Enablers for Centralized Protection & Control
Electrical substations play a major role in building a reliable power network. Their basic functions have remained unchanged for years. There is a need to monitor, control and protect different elements of a distribution network. The technical solutions on the other side are constantly changing e.g., the technology for data processing and communication. The key technical enablers supporting the emergence of centralized protection and control are described below.
IEC 61850 Station and Process Bus: IEC 61850 standard have made fast and standardized Ethernet-based communication more available. The station bus as defined in IEC 61850-8-1 allows for the elimination of copper wires between numerical protection relay units on the horizontal level i.e. relay-to-relay communications. The process bus as defined in IEC 61850-9-2 allows sharing of digitized information from instrument transformers or sensors in a standardized way to other relays and/or CPC units. This has enabled shifting of protection and control functions between different relays and/or CPC units at the substation level.

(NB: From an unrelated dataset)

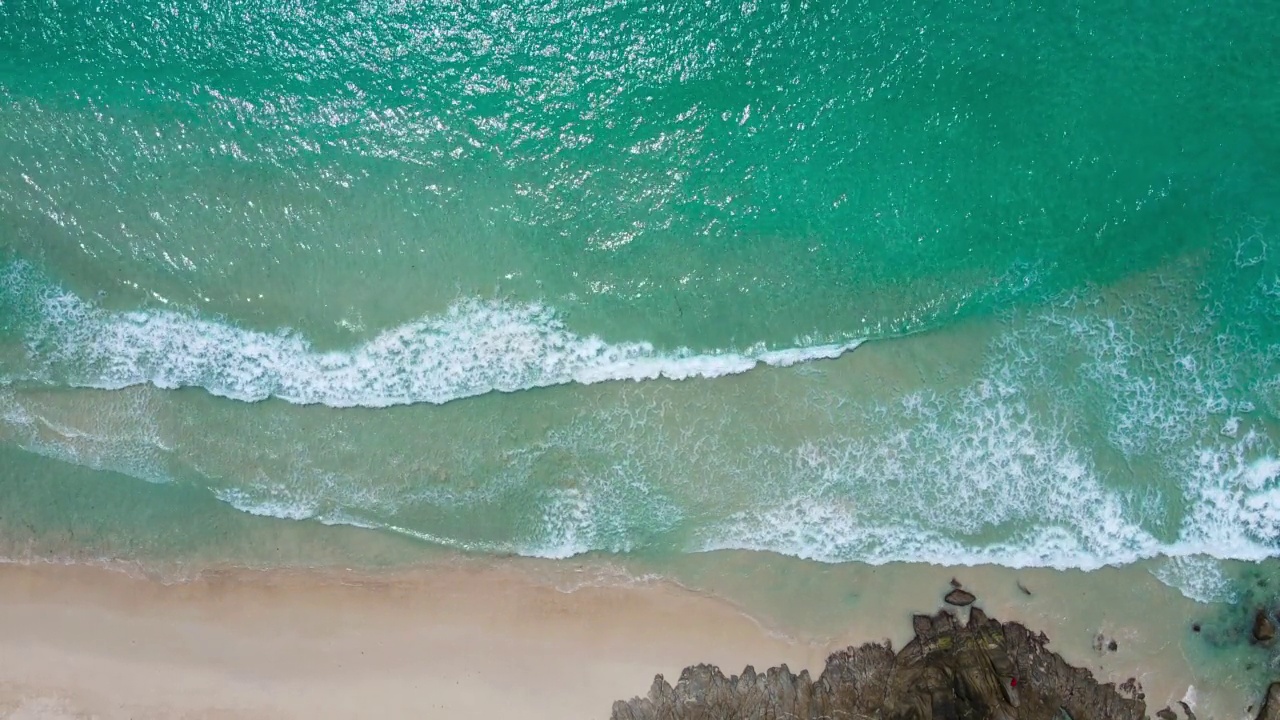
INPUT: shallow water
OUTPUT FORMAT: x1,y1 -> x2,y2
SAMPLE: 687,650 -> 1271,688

Merging Unit: The interface of the instrument transformers (both conventional and non-conventional) with a relay and CPC unit is through a device called Merging Unit (MU). Intelligent Merging Unit (IMU) has also been proposed as a general term for relay with MU capabilities.  MU is defined in IEC 61850-9-1 as interface unit that accepts current transformer (CT)/voltage transformer (VT) and binary inputs (BI) and produces multiple time synchronized digital outputs to provide data communication via the logical interfaces. IEC 61850-9-2LE or IEC 61869-9 defines a sampling frequency of 4 kHz (in 50 Hz networks) and 4.8 kHz (in 60 Hz networks) for raw measurement values to be sent to subscribers. Apart from acting as interface unit between primary equipment and CPC or relay, MU can also host IOs (input/output) to handle feeder based digital signals. It can communicate the digital status of primary equipment, like the circuit breaker, isolator, earthing switches, to network devices as well as receive trip and open or close signals from an external unit.

Substation Time Synchronization: With Ethernet-based technology it is possible to achieve software-based time synchronization with an accuracy of 1 ms quite easily, and without any help from HW. This is also what the IEC 61850 standard refers to as the basic time synchronization accuracy class (T1). An older and more common protocol is the SNTP (Simple Network Time Protocol), which is suitable for local substation synchronization in relatively small systems. However, if the SNTP server is behind multiple Ethernet nodes, the latency increases, which reduces the accuracy of the time synchronization. Therefore, SNTP is not an ideal solution for system-wide implementation. Normally a GPS or equivalent time synchronization resource is required in every substation. IEEE 1588v2 and IEC 61850-9-3 deal with these issues and makes it possible to achieve a time synchronization accuracy of 1 µs. This is required if an IEC 61850-9-2 process bus is used.

Communication Redundancy: High availability and high reliability of a communication network are two very important parameters for architectures utilizing a CPC system. IEC 61850 standard recognizes this need, and specifically defines in IEC 61850-5 the tolerated delay for application recovery and the required communication recovery times for different applications and services. The tolerated application recovery time ranges from 800 ms for SCADA, to 40 µsec for sampled values. The required communication recovery time ranges from 400 ms for SCADA, to 0 for sampled values. To address such time critical need for zero recovery time networks, IEC 61850 standard mandates the use of IEC62439-3 standard wherein clause 4 of the standard defines Parallel Redundancy Protocol (PRP) and Clause 5 defines High-Availability Seamless Redundancy (HSR). Both methods of network recovery provide “zero recovery time” with no packet loss in case of single network failure.